The mining work should have been stopped long ago
Prajapati and Bharat Jambucha, a well-known environmental activist and proponent of organic farming from the region, both point to blatant violations of environmental laws in the execution of mining work, with at least 12 violations cited by local officials. "But nothing happened after that. Mining work has continued without any hassles," Jambucha says. Among some glaring violations include the absence of a boundary wall around the dumping site and proper disposal of mining effluents.
The mining work has also continued without a most basic requirement – effluent treatment plant and sewage treatment plant at the mining site, Prajapati points out. "The mining work should have been stopped long ago. And the company should have been levied a heavy fine. But no such thing happened," he adds.
In some villages, the groundwater level has depleted over the past few years and villagers attribute it to the mining project. Women from Surkha village travel several kilometers outside for potable water. "This is new. Until five years ago, we had some water in the village and did not have to lug water every day," says Shilaben Kantharia.
The mine has affected the landscape around the villages
Resisting lignite mining
The lignite mining project has a long history of resistance. Agricultural land, along with grazing land were acquired from the cluster of 12 adjoining villages in the coastal Ghogha taluka between 1994 and 1997. The locals estimate that villagers here lost anything between 40-100% of their land to the project. "We were paid a standard Rs 40,000 per bigha," Narendra, a local photographer, says.
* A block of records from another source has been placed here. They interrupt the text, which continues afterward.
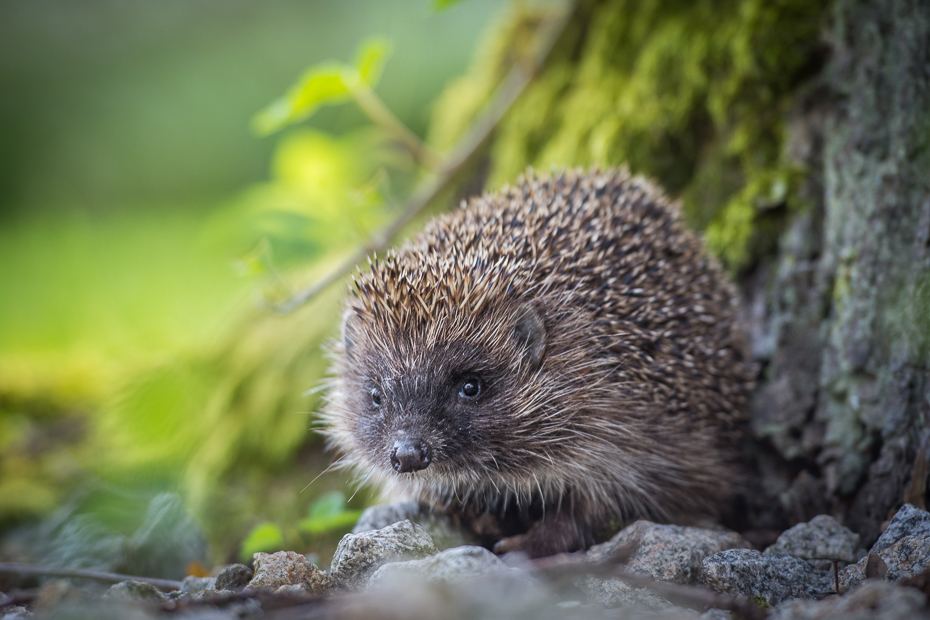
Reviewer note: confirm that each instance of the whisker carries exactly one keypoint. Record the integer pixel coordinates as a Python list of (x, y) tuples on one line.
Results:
[(322, 472)]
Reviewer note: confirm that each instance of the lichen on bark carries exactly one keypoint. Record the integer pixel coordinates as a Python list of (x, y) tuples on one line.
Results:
[(691, 93)]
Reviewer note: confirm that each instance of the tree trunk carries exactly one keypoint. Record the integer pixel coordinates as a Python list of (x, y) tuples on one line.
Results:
[(843, 316)]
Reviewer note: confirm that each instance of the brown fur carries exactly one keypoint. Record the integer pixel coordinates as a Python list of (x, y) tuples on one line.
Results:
[(612, 371)]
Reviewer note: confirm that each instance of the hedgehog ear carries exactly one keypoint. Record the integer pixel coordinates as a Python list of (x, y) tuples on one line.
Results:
[(530, 333), (350, 332)]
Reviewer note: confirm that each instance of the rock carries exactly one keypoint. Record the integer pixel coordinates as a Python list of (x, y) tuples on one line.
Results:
[(135, 592), (234, 577), (295, 589), (908, 521), (284, 568), (821, 538), (192, 585), (669, 552), (448, 566), (905, 558), (773, 578), (874, 600), (438, 524), (360, 555), (903, 548), (664, 552), (617, 593)]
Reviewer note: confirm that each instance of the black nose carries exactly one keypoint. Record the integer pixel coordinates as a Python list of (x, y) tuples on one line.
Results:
[(410, 455)]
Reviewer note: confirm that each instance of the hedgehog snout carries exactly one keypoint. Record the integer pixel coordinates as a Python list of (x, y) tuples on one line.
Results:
[(410, 455)]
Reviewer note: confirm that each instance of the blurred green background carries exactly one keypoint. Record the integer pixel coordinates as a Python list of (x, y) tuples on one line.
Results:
[(139, 213)]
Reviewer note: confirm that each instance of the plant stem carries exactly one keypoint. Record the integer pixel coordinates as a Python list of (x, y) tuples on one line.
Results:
[(464, 152)]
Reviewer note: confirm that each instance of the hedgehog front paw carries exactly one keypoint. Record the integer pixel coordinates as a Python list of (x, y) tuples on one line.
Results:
[(544, 538)]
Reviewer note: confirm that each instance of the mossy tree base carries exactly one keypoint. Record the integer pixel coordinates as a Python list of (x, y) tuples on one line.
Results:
[(846, 399)]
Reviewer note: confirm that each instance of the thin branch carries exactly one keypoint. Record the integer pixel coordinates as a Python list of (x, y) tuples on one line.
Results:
[(49, 571), (462, 154), (379, 113)]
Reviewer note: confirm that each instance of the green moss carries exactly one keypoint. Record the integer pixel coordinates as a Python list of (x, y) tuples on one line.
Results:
[(691, 93)]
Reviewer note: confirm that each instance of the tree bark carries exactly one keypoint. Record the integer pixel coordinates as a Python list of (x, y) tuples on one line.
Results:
[(842, 318)]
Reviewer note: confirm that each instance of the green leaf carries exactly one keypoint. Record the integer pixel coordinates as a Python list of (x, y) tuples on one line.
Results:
[(264, 537), (324, 84), (329, 513), (370, 59), (440, 5), (328, 83)]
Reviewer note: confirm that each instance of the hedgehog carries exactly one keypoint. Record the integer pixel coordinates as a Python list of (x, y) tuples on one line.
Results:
[(545, 363)]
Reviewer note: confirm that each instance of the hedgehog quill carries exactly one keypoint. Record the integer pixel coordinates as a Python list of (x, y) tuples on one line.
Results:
[(545, 361)]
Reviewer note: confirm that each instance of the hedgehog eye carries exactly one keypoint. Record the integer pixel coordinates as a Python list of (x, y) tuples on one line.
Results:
[(471, 387)]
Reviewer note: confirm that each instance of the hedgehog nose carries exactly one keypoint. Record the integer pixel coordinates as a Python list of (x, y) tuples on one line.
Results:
[(410, 455)]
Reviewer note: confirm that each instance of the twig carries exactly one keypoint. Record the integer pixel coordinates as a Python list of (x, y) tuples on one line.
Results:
[(50, 571), (379, 113), (465, 150)]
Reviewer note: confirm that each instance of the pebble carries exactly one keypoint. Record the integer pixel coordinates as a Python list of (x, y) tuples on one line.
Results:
[(821, 538), (234, 577), (670, 553), (772, 578), (284, 568), (358, 556)]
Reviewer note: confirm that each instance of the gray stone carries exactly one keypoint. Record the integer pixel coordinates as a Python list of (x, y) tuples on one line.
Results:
[(875, 600), (438, 524), (360, 555), (294, 589), (449, 566), (905, 558), (821, 538), (668, 552), (664, 552), (909, 521), (193, 585), (284, 568), (773, 578), (234, 577), (135, 591), (618, 593)]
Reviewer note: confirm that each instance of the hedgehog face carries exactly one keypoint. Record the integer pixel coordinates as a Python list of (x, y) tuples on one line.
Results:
[(434, 410)]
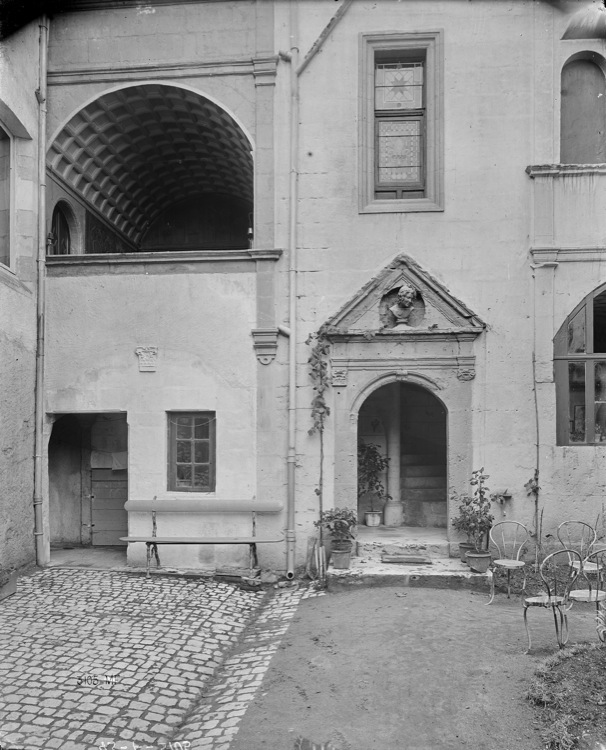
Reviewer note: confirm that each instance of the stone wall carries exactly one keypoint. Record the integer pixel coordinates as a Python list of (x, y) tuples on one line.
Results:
[(18, 115)]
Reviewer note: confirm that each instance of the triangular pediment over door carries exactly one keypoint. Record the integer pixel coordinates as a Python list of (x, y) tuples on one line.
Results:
[(433, 331), (402, 333), (434, 307)]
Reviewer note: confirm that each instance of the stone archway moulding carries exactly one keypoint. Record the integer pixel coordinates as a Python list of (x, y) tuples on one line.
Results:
[(373, 345), (156, 82), (414, 378)]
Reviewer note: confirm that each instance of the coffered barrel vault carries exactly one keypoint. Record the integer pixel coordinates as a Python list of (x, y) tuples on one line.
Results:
[(134, 152)]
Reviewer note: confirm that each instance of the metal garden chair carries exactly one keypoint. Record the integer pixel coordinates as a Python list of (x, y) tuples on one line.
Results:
[(558, 576), (596, 589), (578, 536), (510, 539)]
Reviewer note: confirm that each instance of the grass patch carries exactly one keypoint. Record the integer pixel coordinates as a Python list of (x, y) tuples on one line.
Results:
[(569, 693)]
The money, Narendra says, felt decent in 1994 but for those who had been dependent on this land, the years to come proved very challenging. "Several villagers have now taken a small patch of land in the neighboring villages on lease and are cultivating cotton and groundnut there," Narendra says.
They were dependent on others' land for work.
Bharat Jambucha says things get further complicated for the communities which were historically landless. "Most families belonging to the Dalit or other marginalized populations in the region never owned any land. They were dependent on others' land for work. Once villagers lost their land to the project, the landless were pushed out of the village," he adds. His organization, Prakrutik Kheti Juth, has been at the forefront, fighting for the rights of the villages affected in the lignite mining project.
In 2017, when the mining project finally took off, villagers from across 12 villages protested. The demonstration was disrupted after police used force and beat many protesters. More than 350 of them were booked for rioting.
The villagers, however, did not give up. Protests and hunger strikes have continued from time to time. A few villagers even sent a letter to the President of India threatening that they would commit suicide if the government did not return their land.
"We let them have our land for over 20 years," says Gohil.